Thursday, September 01, 2005

The Music of Bollywood


I was in Singapore's largest HMV store the other day, and since I had more than my usual time to spare, I ventured up to the third level which houses the Classical/Jazz/World music collections. My intent was to look for the Kronos Quartet's new album titled 'You've Stolen My Heart- Songs from RD Burman's Bollywood', which they have recorded with Asha Bhosle. Long time collaborator and tabla maestro, Zakir Hussain also makes an appearance on this CD. I was rather keen to give the string quartet's rendition of RD's tunes a listen. However, the CD was unavailable and and I was left with no other choice but to browse through their collection on world music (which is rather good actually). I came across an interesting 3 CD set called the 'Music of Bollywood' - a collection meant, no doubt, to showcase the quintessential film-pop music from Bollywood's movie assembly line. The track listing is available here.
I must say I was very disappointed with the collection.
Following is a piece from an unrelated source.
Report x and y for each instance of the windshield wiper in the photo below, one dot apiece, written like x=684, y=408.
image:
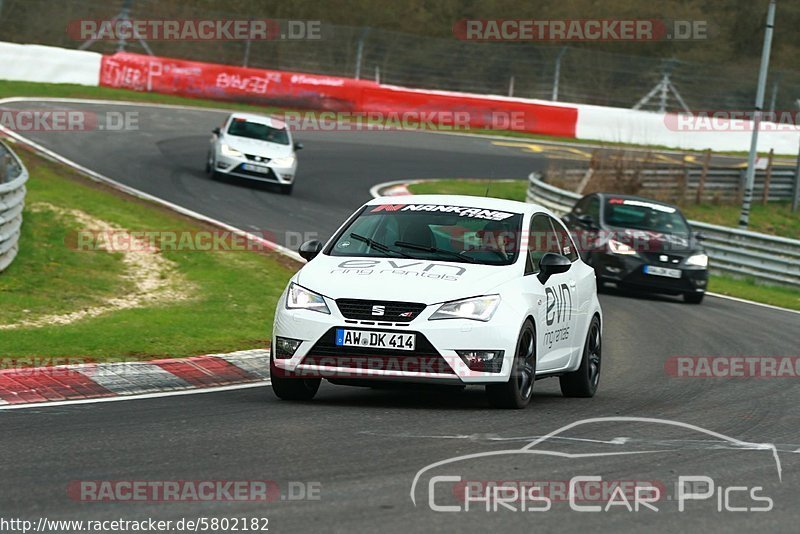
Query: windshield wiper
x=377, y=245
x=433, y=250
The album is extremely partial to the 70s and to Kishore Kumar(Personally, I have no problems with it being Kishore heavy, but ideally one is looking for a representative sample). What are songs like 'Pyar do pyar lo', 'Pyar mein dil pe' and 'Aila re' doing on CD1? (or for that matter on any CD). 'Jahan teri yeh nazar hai' (Kaalia) and 'Humma'(Bombay) are the only redeeming moments from an otherwise pathetic collection on CD1. CD2's tracklisting reads more like a Kishore Kumar retrospective. 'Jaanejaan', 'Pal pal dil ke paas', 'Dil aaj shayar hai' and 'Tera mujhse hai pahale' are all worthy inclusions. CD3 again meanders into mediocrity. Jagjit Singh's 'Hothon se chulo tum', Mohd. Rafi's 'Mera man tera pyasa' (Gambler) and Chitra's 'Kahna hi kya'(Bombay) are the saving graces of this deplorable collection. One could have altleast hoped for some more thought on the songs of this generation. No modern hits here with the exception on 'Tu mere samne (Darr) and 'Bahon ke darmiyan' (Khamoshi).
A Bollywood collection with just 2 Rafi songs, no Manna Dey, Mukesh or Hemant Kumar! A listener new to the world of Hindi film music is not going to like this compilation, I'm afraid. The makers seemed to have played a game of random selection to come up with this collection. And that's all this is, a haphazard, choppy and in the end a below-par attempt to showcase Bollywood music, which will disappoint classes and the masses equally.

1/5

Cheers!
Abhishek.

2 comments:

Cogito said...

Sheer disappointment.

Probably "Universal" tried to push songs for which it already held the copyrights or whoever compiled the album knows very little about hindi music .

Abhishek Chatterjee said...

When I saw the cover I thought it would be a collection of colourful contemporary songs, in keeping with the West's current infatuation with Bollywood. Boy was I wrong! No attempt to segregate it w.r.t eras as well.